Friday, July 26News That Matters

Ex-Mali President Amadou Passes On In Exile

By Our Reporter

It is grief and sadness in Mali following the unfortunate demise of their former president Amadou Toumani Toure, who passed away on Monday night at a hospital in Turkey, where he was living in exile.

Toure, who led the Sahel nation for a decade before being ousted in a coup,  died at age 72, a family member and a doctor said on Tuesday, although they didn’t give details.

“Amadou Toumani Toure died during the night of Monday to Tuesday in Turkey,” where he had been taken for health reasons, his nephew Oumar Toure told AFP.

A hospital doctor in Bamako said the former leader had recently undergone heart surgery, although it is not clear whether he died of heart complications.

Although “everything seemed to be going well”, the doctor said he was later transferred to Turkey for medical reasons.
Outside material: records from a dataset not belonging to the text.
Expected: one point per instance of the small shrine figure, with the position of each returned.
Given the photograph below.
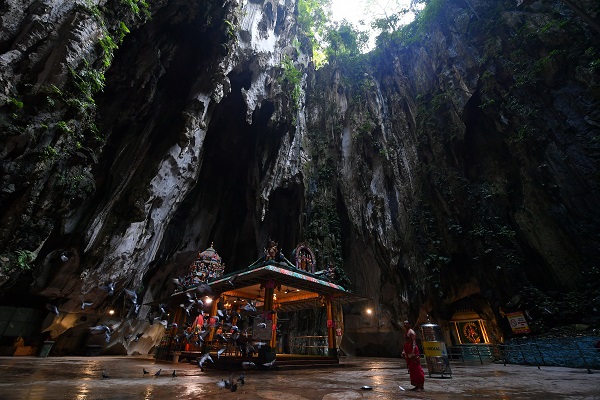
(304, 258)
(271, 250)
(207, 266)
(331, 271)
Toure, a former soldier, first took charge of the country for a year in 1991, helping to overthrow the previous regime and install democracy.
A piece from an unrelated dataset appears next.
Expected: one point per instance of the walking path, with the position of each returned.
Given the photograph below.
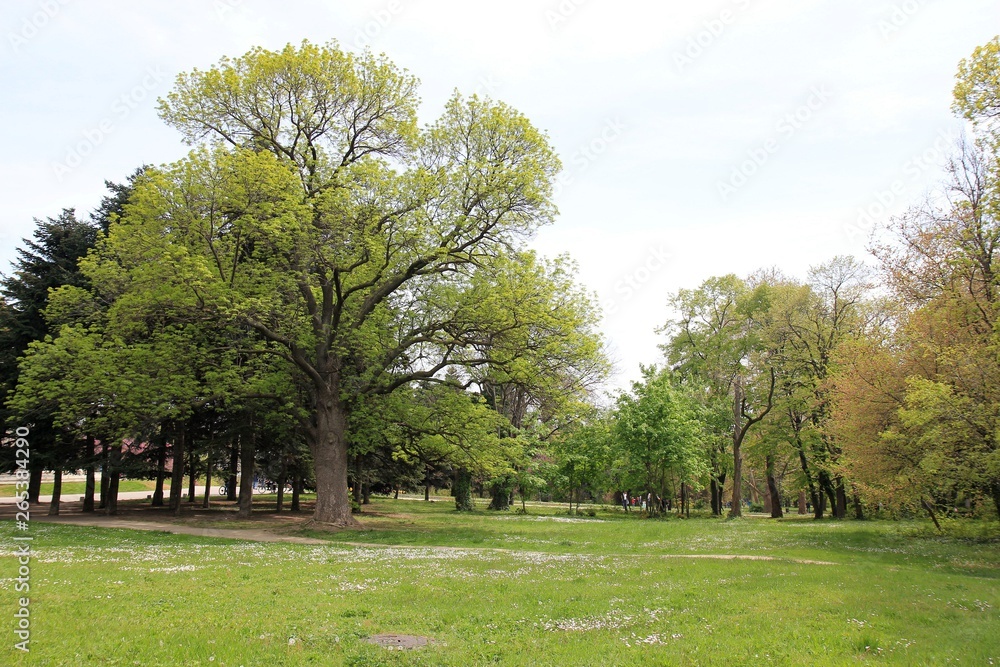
(249, 534)
(258, 535)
He won presidential elections in 2002 and 2007 but was overthrown in 2012 by mutinous soldiers who accused him of failing to support their battle against both Tuareg rebels and jihadist insurgents.

Mali has suffered from chronic instability and repeated coups, the latest coming earlier this year.

Who Is Toure?

Amadou Toumani Touré, born 4th November 1948, ; also known as “ATT”, is a Malian politician who was President of Mali from 2002 to 2012.
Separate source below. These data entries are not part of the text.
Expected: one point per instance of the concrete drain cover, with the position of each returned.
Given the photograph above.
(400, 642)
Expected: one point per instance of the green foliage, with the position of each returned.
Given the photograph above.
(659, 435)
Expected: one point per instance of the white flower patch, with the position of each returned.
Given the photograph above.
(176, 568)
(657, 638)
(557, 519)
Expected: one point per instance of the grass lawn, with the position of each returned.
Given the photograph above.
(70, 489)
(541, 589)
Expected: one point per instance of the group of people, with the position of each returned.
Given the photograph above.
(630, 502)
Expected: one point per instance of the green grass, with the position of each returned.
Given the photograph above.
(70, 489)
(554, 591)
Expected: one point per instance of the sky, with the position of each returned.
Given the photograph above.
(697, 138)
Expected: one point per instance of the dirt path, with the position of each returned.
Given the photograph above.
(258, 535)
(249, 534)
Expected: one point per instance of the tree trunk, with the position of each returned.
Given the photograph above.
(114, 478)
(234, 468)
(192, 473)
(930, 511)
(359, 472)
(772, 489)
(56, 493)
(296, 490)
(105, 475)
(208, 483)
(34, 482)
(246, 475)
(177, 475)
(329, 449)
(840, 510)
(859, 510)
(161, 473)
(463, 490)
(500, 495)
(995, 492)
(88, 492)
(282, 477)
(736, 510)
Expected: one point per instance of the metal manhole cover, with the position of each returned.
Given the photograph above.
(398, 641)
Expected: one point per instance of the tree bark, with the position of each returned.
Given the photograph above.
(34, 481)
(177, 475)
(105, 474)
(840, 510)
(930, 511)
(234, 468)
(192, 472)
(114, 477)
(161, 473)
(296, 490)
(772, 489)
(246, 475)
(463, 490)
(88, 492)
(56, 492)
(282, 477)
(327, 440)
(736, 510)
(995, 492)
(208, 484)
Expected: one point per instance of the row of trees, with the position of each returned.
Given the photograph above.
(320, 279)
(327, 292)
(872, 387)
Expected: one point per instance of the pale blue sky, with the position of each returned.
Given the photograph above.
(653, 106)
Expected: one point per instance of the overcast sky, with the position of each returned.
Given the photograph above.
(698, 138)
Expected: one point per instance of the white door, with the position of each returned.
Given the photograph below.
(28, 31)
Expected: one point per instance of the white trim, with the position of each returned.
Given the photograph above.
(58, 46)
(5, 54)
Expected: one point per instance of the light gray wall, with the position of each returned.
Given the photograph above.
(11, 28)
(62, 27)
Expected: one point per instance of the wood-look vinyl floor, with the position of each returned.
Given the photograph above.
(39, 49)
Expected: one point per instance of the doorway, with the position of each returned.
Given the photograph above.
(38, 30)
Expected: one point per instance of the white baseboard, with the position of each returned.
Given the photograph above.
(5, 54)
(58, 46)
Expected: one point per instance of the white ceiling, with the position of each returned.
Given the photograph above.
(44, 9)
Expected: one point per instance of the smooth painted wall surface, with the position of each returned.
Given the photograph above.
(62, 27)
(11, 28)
Touré was head of President Moussa Traoré’s personal guard (and parachute regiment) when a popular revolution overthrew the regime in March 1991 and Colonel Touré arrested the President and led the revolution.

He presided over a year-long military-civilian transition process that produced a new Constitution and multiparty elections; Touré handed power to Mali’s first democratically elected president, Alpha Oumar Konaré, on 6 June 1992. Konaré promoted Touré to the rank of General.

Ten years later, after retiring from the army, he entered politics as a civilian and won the 2002 presidential election with a broad coalition of support. He was easily re-elected in 2007 to a second and final term.

On 22 March 2012, shortly before his scheduled departure from office, disgruntled soldiers initiated a coup d’état that forced him into hiding.

 As part of the agreement to restore constitutional order to Mali, Touré resigned from the presidency on 8 April, and eleven days later he went into exile.